The Philippine Stock Exchange Index has climbed 33 percent this year. Debt issued in dollars by the Philippines has returned 16 percent, compared with a 14 percent return on all Asian emerging-market debt in dollars, according to JPMorgan Chase & Co. EMBI Global indexes. Local-currency denominated bonds and the peso advanced today.
“Markets are turning more positive on the Philippines,” Varathan said. “The government’s approach is comprehensive. First, it wants the Philippines to attract investments. Second, it doesn’t want to put a dampener on consumption.”
The country’s debt is rated below investment level by Fitch Ratings, Standard & Poor’s and Moody’s Investors Service, and is graded lower than that of neighboring Malaysia, Indonesia and Thailand.

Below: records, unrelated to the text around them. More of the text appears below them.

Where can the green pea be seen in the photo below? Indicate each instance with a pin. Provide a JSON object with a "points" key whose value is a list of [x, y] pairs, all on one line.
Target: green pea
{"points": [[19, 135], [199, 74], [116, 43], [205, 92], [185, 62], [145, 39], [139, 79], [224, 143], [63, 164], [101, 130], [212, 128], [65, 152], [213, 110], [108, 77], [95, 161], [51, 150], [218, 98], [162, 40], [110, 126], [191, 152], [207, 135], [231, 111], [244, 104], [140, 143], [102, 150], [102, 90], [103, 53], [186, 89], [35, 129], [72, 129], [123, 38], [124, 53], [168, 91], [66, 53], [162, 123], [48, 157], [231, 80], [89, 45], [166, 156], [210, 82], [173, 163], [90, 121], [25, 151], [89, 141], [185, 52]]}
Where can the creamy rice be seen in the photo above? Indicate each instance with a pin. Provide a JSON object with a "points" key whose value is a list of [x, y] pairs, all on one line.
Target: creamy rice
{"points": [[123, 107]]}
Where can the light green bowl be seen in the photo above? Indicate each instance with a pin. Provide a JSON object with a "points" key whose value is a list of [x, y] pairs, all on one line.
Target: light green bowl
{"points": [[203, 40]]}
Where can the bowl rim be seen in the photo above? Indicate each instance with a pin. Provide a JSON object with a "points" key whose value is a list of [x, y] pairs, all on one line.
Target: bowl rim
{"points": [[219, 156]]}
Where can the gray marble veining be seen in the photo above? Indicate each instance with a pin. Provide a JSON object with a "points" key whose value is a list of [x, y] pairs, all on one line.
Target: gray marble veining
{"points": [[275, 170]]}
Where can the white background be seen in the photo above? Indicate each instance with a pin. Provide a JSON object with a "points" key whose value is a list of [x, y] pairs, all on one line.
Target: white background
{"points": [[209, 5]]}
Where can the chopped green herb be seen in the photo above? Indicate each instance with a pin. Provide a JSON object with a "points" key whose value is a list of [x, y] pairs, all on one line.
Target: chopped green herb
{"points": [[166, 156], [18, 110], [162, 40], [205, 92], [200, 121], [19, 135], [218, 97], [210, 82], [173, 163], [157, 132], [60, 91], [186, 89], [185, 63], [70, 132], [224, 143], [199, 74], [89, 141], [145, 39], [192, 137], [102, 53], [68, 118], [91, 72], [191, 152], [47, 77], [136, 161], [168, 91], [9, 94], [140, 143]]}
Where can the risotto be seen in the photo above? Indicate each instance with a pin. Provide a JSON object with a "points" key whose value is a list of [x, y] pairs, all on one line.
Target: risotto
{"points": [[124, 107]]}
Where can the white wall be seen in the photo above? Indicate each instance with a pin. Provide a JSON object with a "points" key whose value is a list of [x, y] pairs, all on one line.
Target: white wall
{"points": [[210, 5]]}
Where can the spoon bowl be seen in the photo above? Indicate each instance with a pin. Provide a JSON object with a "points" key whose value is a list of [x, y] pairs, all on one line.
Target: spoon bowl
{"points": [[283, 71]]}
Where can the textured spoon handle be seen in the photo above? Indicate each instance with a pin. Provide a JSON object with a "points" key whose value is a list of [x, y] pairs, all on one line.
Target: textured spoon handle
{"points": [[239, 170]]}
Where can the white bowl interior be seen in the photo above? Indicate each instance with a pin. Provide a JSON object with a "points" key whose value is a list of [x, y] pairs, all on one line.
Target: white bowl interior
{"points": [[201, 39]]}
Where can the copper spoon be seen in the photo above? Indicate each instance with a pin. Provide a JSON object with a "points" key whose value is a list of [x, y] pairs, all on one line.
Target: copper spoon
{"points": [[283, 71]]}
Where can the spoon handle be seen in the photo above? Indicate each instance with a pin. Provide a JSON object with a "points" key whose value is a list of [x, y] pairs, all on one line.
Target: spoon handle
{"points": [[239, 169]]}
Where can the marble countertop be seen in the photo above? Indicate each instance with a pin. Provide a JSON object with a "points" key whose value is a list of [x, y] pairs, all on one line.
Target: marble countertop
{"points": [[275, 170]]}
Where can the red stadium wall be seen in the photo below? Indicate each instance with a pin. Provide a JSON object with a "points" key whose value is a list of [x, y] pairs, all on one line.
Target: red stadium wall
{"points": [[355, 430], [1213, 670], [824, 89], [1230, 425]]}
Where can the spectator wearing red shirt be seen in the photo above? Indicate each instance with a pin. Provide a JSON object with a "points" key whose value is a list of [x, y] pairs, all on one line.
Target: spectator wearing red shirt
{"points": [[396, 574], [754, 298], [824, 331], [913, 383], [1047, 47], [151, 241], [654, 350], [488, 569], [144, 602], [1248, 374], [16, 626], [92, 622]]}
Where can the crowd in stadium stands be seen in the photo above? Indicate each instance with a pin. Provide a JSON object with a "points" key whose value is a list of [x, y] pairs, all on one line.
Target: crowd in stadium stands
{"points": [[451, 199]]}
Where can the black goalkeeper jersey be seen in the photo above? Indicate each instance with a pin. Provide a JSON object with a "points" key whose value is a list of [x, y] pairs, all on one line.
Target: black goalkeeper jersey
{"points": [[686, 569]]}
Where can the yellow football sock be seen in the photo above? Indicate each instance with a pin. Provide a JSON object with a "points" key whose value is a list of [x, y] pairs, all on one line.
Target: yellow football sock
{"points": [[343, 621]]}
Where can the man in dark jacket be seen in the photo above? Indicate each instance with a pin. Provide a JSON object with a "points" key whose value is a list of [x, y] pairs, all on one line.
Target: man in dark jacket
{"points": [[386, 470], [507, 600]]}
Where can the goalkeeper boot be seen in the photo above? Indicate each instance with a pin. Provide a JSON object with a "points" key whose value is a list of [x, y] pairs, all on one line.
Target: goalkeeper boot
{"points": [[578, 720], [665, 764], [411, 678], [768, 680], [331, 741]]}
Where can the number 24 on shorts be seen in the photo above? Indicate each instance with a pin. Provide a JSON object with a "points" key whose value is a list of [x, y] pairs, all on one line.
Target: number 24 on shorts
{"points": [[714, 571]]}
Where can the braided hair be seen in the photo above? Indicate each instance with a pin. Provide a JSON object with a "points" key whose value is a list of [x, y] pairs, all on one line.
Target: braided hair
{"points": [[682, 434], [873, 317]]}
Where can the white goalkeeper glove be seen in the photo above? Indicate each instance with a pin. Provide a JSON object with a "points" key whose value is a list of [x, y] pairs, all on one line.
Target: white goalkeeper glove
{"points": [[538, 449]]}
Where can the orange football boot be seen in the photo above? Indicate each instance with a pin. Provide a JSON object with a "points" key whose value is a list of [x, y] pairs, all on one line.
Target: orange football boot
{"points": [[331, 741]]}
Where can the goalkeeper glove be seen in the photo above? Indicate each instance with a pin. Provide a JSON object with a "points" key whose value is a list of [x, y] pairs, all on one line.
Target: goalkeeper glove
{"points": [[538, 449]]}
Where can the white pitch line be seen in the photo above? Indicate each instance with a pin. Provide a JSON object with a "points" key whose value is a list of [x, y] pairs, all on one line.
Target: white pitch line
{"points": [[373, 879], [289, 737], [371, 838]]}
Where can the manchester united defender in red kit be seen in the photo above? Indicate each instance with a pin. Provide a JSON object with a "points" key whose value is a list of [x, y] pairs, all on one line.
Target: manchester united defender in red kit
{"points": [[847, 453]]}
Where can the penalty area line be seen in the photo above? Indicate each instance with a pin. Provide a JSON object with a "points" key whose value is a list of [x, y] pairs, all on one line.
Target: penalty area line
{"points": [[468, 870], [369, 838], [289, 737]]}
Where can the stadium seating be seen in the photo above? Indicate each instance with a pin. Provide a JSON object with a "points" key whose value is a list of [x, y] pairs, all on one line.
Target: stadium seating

The Philippines reported a budget surplus in August for the first time in four months, a report showed Sept. 20. Spending declined 9 percent in August from a year earlier after a 1.9 percent gain previously reported for July, and revenue rose 13.5 percent after growing 4.6 percent the previous month.
The government has a deadline of growing tax revenue to the 17 percent peer average by the end of Aquino’s term in 2016, though it should be nearing that by 2013, according to Purisima.
The economy grew 7.9 percent last quarter, the fastest pace in three years, boosted by exports and remittances. Purisima said he expects the economy to expand 6 percent in 2010.
In comparison, Singapore’s economy grew at a record 17.9 percent pace in the first half, while Malaysia expanded 8.9 percent last quarter and Thailand grew 9.1 percent.